Yes she is getting a lot of FaceTime around here! Having cell phones with apps to post quickly sure makes it easy to snap lots of pictures! It's not like When Damon and Keenan were little when we used an actual camera, upload them on the computer and pick the one we like. I still do that every once in a while. Niko has loved snuggling in bed with her most mornings why they wake up together.
Monday, April 27, 2015
Friday, April 24, 2015
First Sunday at church!
She made her debut at church and everyone was smitten by her! She was just too cute not to be! I had to take her out to feed her during sacrament meeting. Juan asked where I was going and I told him to get used to it. What a nice break to go rock and feed a baby with other moms while Juan wrestles with the other 3! I came back in rigjt before it was over and he was just layghing. Here he is 3 crazy boys, and the family behind us with 3 very quiet kids reading the friend and listening. Yep that's my family! Always loud and disrupting.
A Daddys girl Already
Juan has nicknamed her "Mad-Alyn" because she's mad a lot! But he loves this little girl like crazy! She spots him and recognizes his voice quickly! It's amazing to watch. She smiles for him everytime! She has finally started smiling for me now too!
A bad idea maybe...
I was so over going to and from the hospital and Keenan was on spring break, Damon at the child center still so I wanted to venture out with the boys to a park. I had intended to go to Washington Park by the zoo but my friend Kimberly said let's go to a park in Mcminnville. Terrible idea since I was already planning to go to the library to a minecraft activity and they were in completly differnt directions. But I had already let her down the other day. So I said yes and as soon as I did I regretted it! Why do I want to drive 45 minutes to a park opposite direction of where I want to go? But like I said I had already let her down. So off we went. I was about 15 minutes later then I told her. I get a text from her "I take it your bailing on me again" and that was it. I wanted so bad to turn around and drive home! I had a new baby that came home the day before and I was actually getting out and going places. Not only that but it had been a week and a half since birthing a baby! So I wasn't in a completly normal state. Why am I so bugged by this? But I am! And it still bugs me. I don't have time for a needy friendship. That's hard.
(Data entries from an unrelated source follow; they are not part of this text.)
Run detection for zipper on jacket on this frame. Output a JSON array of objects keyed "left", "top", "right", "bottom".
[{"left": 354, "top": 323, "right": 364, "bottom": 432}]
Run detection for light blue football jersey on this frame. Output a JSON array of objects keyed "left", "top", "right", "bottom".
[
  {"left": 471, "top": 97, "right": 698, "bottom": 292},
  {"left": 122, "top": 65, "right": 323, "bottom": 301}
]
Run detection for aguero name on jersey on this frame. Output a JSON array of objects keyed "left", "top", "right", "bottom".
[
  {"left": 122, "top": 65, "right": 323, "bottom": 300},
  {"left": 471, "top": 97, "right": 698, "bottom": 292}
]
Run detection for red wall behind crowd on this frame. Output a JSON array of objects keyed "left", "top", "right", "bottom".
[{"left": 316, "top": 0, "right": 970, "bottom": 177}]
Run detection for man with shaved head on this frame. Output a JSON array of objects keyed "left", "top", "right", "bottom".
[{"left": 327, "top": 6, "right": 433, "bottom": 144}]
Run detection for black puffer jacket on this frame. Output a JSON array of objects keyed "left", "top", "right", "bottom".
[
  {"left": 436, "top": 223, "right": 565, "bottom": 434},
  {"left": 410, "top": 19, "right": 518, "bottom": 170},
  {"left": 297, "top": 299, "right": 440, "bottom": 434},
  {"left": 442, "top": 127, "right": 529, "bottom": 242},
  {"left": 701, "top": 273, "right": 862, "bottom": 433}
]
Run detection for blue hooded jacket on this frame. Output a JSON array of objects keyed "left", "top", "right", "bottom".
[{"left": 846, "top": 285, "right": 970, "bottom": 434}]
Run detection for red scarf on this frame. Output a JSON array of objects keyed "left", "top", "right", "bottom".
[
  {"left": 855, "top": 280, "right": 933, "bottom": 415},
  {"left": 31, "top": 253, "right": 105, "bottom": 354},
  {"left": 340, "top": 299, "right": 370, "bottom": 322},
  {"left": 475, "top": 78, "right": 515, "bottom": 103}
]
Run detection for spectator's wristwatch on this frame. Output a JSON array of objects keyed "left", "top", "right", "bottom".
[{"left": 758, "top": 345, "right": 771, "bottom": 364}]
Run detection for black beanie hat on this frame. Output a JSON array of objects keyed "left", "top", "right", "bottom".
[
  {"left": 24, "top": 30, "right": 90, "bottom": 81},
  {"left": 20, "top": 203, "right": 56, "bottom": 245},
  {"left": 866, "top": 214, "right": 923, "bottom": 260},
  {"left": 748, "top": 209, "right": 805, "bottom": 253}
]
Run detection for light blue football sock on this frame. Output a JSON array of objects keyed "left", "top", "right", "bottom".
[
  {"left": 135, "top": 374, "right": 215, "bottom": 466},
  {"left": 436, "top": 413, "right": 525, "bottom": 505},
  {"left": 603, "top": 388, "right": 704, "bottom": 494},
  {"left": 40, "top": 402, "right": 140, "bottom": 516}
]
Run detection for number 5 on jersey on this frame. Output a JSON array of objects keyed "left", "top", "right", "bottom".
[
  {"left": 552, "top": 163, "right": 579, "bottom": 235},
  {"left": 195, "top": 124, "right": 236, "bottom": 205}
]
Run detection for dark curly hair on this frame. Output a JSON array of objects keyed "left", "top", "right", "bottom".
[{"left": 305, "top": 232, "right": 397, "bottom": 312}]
I hardly have enough time for my own family! But we dis it and then we went to minecraft activity at the library. That was a disaster too. So many kids, not enough craft peices, and Adalyn needed to eat! I kept my cool and we just took it home and did it there.
My main thing I was worried about after having a baby was being inpatient with the other kids. I felt like I was starting to get a grasp on that part of my life and it would all start over again. I feel so blessed to have not had those feelings. I have tried to be patient and go on my clues of needing sleep and knowing when I'm going to lose it. Life with 4 is not any harder then it was with 3. Three was a hard adjustment.
Thursday, April 23, 2015
Easter
I have gotten used to the fact we don't have much family around and used to the fact that we have to create our own fun. And that means if I want to keep traditions going that means I need to make it happen. It would be so much easier to just not do anything but with kids that just doesn't happen! I am so grateful they made me get easter egg decor and for Vicky wanting to do an egg hunt also. We have David and Melissa cone over as well and we had a dang goof time! We had great food as always and as always too much! It was nice to have conference this year on Easter and not stress about getting ready and taking pictures! But at some point you just stop string to get pictures of the boys!